Three Kinds Of Ontological Foundations
Why does a water bottle seem like a natural chunk of physical stuff to think of as “A Thing”, while the left half of the water bottle seems like a less natural chunk of physical stuff to think of as “A Thing”? More abstractly: why do real-world agents favor some ontologies over others?
At various stages of rigor, an answer to that question looks like a story, an argument, or a mathematical proof. Regardless of the form, I’ll call such an answer an ontological foundation.
Broadly speaking, the ontological foundations I know of fall into three main clusters.
Translatability Guarantees
Suppose an agent wants to structure its world model around internal representations which can translate well into other world models. An agent might want translatable representations for two main reasons:
Language: in order for language to work at all, most words need to point to internal representations which approximately “match” (in some sense) across the two agents communicating.
Correspondence Principle: it’s useful for an agent to structure its world model and goals around representations which will continue to “work” even as the agent learns more and its world model evolves.
Guarantees of translatability are the type of ontological foundation presented in our paper Natural Latents: Latent Variables Stable Across Ontologies. The abstract of that paper is a good high-level example of what an ontological foundation based on translatability guarantees looks like:
Suppose two Bayesian agents each learn a generative model of the same environment. We will assume the two have converged on the predictive distribution (i.e. distribution over some observables in the environment), but may have different generative models containing different latent variables. Under what conditions can one agent guarantee that their latents are a function of the other agent’s latents?
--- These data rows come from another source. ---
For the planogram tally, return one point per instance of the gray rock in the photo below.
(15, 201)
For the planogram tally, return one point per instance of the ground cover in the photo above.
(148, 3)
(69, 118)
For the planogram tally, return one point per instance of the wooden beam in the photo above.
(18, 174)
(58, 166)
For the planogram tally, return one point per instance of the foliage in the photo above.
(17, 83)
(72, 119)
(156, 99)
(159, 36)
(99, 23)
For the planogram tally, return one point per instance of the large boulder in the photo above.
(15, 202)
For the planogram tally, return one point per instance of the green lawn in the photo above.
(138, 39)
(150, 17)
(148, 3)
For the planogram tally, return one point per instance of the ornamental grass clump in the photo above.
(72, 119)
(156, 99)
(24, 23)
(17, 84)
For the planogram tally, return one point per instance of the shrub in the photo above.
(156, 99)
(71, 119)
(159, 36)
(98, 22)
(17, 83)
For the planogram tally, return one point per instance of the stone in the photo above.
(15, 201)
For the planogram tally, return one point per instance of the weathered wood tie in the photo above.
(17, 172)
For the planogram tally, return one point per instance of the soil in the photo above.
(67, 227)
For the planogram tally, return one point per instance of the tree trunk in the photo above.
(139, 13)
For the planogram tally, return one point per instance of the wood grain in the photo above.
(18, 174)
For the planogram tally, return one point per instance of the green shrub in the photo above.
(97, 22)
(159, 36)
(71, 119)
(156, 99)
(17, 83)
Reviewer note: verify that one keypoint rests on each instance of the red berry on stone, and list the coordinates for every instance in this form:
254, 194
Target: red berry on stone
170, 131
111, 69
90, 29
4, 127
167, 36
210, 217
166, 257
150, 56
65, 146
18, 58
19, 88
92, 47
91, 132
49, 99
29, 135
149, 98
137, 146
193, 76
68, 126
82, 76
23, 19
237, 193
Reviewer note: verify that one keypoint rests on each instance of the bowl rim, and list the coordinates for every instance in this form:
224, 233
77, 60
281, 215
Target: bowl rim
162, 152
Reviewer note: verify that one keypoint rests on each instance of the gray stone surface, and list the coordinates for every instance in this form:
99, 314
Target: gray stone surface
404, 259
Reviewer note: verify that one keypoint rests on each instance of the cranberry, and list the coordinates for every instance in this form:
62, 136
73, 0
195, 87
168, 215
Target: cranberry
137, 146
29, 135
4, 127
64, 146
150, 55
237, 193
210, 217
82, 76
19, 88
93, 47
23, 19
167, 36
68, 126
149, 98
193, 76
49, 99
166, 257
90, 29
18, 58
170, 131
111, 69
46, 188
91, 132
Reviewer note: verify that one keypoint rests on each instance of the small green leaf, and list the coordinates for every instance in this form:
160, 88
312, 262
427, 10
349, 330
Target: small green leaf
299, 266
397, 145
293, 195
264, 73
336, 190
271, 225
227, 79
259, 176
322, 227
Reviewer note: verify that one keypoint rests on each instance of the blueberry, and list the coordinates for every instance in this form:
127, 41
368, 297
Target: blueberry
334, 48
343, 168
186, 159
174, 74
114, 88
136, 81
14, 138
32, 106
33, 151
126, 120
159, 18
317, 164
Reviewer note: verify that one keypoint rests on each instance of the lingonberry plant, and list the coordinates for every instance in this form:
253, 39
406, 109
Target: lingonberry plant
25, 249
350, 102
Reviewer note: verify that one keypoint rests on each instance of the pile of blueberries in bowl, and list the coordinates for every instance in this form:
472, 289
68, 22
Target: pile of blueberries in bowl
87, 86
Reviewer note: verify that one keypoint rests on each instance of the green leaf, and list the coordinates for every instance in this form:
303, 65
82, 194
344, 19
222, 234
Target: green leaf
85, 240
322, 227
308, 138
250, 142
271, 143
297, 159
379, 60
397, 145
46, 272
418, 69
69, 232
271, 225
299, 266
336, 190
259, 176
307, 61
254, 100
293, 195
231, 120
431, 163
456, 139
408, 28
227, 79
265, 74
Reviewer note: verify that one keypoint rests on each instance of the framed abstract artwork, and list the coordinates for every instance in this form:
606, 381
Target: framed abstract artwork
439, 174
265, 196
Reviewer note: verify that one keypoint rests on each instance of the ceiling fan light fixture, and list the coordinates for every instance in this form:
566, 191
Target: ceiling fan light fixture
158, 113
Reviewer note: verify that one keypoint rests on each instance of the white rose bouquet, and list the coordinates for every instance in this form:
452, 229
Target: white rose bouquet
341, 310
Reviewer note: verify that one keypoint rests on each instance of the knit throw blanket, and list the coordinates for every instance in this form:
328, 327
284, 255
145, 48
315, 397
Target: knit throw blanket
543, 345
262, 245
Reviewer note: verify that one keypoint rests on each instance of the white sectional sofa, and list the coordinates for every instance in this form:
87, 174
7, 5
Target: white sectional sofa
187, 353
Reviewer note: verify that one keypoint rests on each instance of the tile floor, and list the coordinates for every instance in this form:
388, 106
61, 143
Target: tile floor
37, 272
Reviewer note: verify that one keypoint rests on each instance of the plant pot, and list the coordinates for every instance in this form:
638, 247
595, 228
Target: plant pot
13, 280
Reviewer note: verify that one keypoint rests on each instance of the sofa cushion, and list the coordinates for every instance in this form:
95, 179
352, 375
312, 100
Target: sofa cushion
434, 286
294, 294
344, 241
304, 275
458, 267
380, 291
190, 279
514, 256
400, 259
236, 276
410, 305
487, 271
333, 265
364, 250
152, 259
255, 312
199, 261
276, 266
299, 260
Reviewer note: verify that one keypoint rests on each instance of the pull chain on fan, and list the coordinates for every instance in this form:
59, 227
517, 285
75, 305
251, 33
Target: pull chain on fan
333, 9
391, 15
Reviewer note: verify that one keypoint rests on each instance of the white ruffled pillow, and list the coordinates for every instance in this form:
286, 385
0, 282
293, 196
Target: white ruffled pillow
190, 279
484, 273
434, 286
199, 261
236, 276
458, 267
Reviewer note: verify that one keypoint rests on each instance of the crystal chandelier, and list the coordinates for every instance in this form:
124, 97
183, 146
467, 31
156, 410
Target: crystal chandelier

We give simple conditions under which such translation is guaranteed to be possible: the natural latent conditions. We also show that, absent further constraints, these are the most general conditions under which translatability is guaranteed.
Environment Structure
A key property of an ideal gas is that, if we have even just a little imprecision in our measurements of its initial conditions, then chaotic dynamics quickly wipes out all information except for a few summary statistics (like e.g. temperature and pressure); the best we can do to make predictions about the gas is to use a Boltzman distribution with those summary statistics. This is a fact about the dynamics of the gas, which makes those summary statistics natural ontological Things useful to a huge range of agents.
Looking at my own past work, the Telephone Theorem is aimed at ontological foundations based on environment structure. It says, very roughly:
When information is passed through many layers, one after another, any information not nearly-perfectly conserved through nearly-all the “messages” is lost.
A more complete ontological foundation based on environment structure might say something like:
Information which propagates over long distances (as in the Telephone Theorem) must (approximately) have a certain form.
That form factors cleanly (e.g. in the literal sense of a probability distribution factoring over terms which each involve only a few variables)
Mind Structure
Toward Statistical Mechanics Of Interfaces Under Selection Pressure talks about the “APIs” used internally by a neural-net-like system. The intuition is that, in the style of stat mech or singular learning theory, the exponential majority of parameter-values which produce low loss will use APIs for which a certain entropic quantity is near-minimal. Insofar as that’s true (which it might not be!), a natural prediction would be that a wide variety of training/selection processes for the same loss would produce a net using those same APIs internally.
That would be the flavor of an ontological foundation based on mind structure. An ideal ontological foundation based on mind structure would prove that a wide variety of mind structures, under a wide variety of training/selection pressures, with a wide variety of training/selection goals, converge on using “equivalent” APIs or representations internally.
All Of The Above?
Of course, the real ideal for a program in search of ontological foundations would be to pursue all three of these types of ontological foundations, and then show that they all give the same answer. That would be strong evidence that the ontological foundations found are indeed natural.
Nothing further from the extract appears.